Afirmaciones de este tipo señalan, en realidad, que lo público es subsidiario. Que cuando la situación económica va mal, no se puede invertir en ello porque no nos lo podemos permitir, pero cuando va bien, tampoco, porque entonces no es necesario. Y sin impuestos, no hay sistema público que se pueda sostener. El ejemplo reciente del Reino Unido nos muestra que la trampa de una economía pública mantenida de manera mágica reduciendo sus impuestos, es decir, sus ingresos, no se la creen ni siquiera los mercados.

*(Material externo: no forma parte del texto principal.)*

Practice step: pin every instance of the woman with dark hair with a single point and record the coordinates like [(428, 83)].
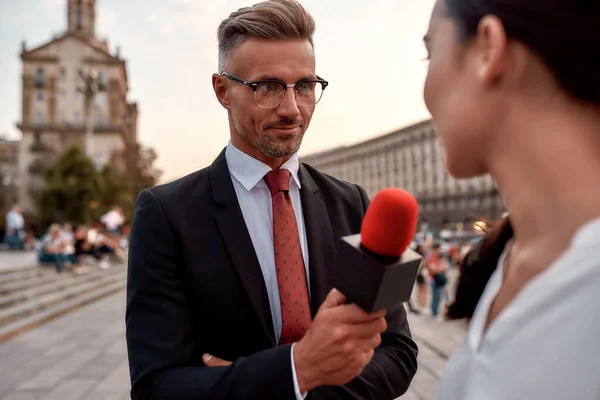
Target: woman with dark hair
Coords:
[(515, 85)]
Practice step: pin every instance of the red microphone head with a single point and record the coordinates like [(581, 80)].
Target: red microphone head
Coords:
[(390, 222)]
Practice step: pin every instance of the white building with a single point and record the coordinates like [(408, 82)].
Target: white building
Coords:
[(53, 112), (412, 159)]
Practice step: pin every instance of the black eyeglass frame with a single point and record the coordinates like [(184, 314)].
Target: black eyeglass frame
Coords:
[(254, 84)]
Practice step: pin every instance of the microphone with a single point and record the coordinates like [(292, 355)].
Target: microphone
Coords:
[(375, 269)]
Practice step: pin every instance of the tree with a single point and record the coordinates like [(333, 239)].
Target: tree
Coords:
[(72, 183), (141, 171), (76, 192), (115, 189)]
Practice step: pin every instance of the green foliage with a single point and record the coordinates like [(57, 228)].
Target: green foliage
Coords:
[(71, 184), (77, 193)]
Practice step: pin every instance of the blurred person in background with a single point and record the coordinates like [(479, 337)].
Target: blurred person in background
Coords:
[(514, 84), (113, 221), (55, 250), (15, 224), (437, 265)]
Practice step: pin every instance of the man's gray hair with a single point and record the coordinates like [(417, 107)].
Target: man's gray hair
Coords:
[(271, 20)]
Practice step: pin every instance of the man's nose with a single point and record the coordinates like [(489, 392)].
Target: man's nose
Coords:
[(288, 107)]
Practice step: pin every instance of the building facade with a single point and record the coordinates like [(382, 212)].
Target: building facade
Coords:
[(412, 159), (9, 175), (53, 106)]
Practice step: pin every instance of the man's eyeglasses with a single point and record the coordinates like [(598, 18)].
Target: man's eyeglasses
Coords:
[(270, 93)]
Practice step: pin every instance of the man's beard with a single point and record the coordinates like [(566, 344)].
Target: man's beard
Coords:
[(276, 146)]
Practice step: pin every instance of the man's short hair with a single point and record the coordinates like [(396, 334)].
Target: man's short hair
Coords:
[(271, 20)]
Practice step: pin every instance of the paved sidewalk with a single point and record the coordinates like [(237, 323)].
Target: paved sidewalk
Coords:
[(82, 356), (79, 356)]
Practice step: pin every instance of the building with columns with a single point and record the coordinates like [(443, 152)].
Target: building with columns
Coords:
[(53, 107), (412, 159)]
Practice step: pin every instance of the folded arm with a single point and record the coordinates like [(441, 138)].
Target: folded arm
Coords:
[(160, 338)]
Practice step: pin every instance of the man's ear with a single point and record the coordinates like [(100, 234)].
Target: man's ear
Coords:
[(221, 91)]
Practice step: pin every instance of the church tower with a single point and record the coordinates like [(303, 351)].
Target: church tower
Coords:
[(82, 17)]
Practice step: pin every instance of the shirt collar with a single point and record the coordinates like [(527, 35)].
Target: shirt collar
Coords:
[(250, 172)]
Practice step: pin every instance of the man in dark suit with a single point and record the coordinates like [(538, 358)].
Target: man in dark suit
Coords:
[(228, 292)]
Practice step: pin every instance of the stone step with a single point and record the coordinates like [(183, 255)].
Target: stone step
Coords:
[(48, 275), (16, 276), (14, 328), (53, 283), (39, 304), (7, 269)]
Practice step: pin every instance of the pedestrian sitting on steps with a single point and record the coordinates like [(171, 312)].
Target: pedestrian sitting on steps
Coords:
[(53, 249)]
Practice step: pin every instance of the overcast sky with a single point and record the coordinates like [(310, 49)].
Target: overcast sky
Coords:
[(370, 51)]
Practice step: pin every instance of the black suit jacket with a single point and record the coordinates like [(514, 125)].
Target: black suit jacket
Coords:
[(195, 286)]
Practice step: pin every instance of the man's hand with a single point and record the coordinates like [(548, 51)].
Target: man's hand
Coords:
[(338, 345), (212, 361)]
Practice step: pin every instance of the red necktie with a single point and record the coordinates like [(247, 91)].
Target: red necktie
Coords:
[(291, 275)]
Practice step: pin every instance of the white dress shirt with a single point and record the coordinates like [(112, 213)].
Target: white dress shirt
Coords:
[(544, 344), (254, 197)]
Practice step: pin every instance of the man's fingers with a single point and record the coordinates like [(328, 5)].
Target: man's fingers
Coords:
[(212, 361), (334, 298)]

Estos discursos son, además, irresponsables, pues envían a la ciudadanía la idea de que uno de los principales cimientos del sistema es dañino para sus intereses, erosionando su confianza en él. Y, además, engañan. ¿Podría el ciudadano con el dinero de su bolsillo pagarse la Universidad, las infraestructuras de su ciudad, un cuerpo de seguridad, su subsidio del paro, su operación de vesícula o su tratamiento de cáncer?
Pero también la izquierda tiene responsabilidad en esta deslegitimación. Porque no está libre con coquetear con las bajadas de impuestos como algo beneficioso en sí mismo, pero, sobre todo, porque ha dado por perdida la batalla discursiva, limitándose, en el mejor de los casos, a defender los impuestos desde una perspectiva de ricos contra pobres. Focalizar el gasto público en la emergencia social es necesario, pues el Estado debe procurar alternativa a quien no puede hacerlo por sí mismo, pero una cuestión de prioridad no es un fin. Cerrarse en ello genera una división social que termina por devolver al Estado a una lógica caritativa y asistencial mientras deslegitima los impuestos ante una mayoría de ciudadanos que terminan percibiendo que sólo pagan y no reciben nada. No se recuerda lo suficiente que servicios públicos son la sanidad y la educación universales, como también lo son las infraestructuras, la limpieza o la seguridad ciudadana y la jurídica. O que quien vive una situación más cómoda no la vive en el vacío, sino en una comunidad de la que se beneficia de manera directa e indirecta y donde la situación ajena incide en la propia.
Si la derecha debería recuperar la responsabilidad programática y discursiva, la izquierda debería apostar por la claridad conceptual y la defensa de la justicia social.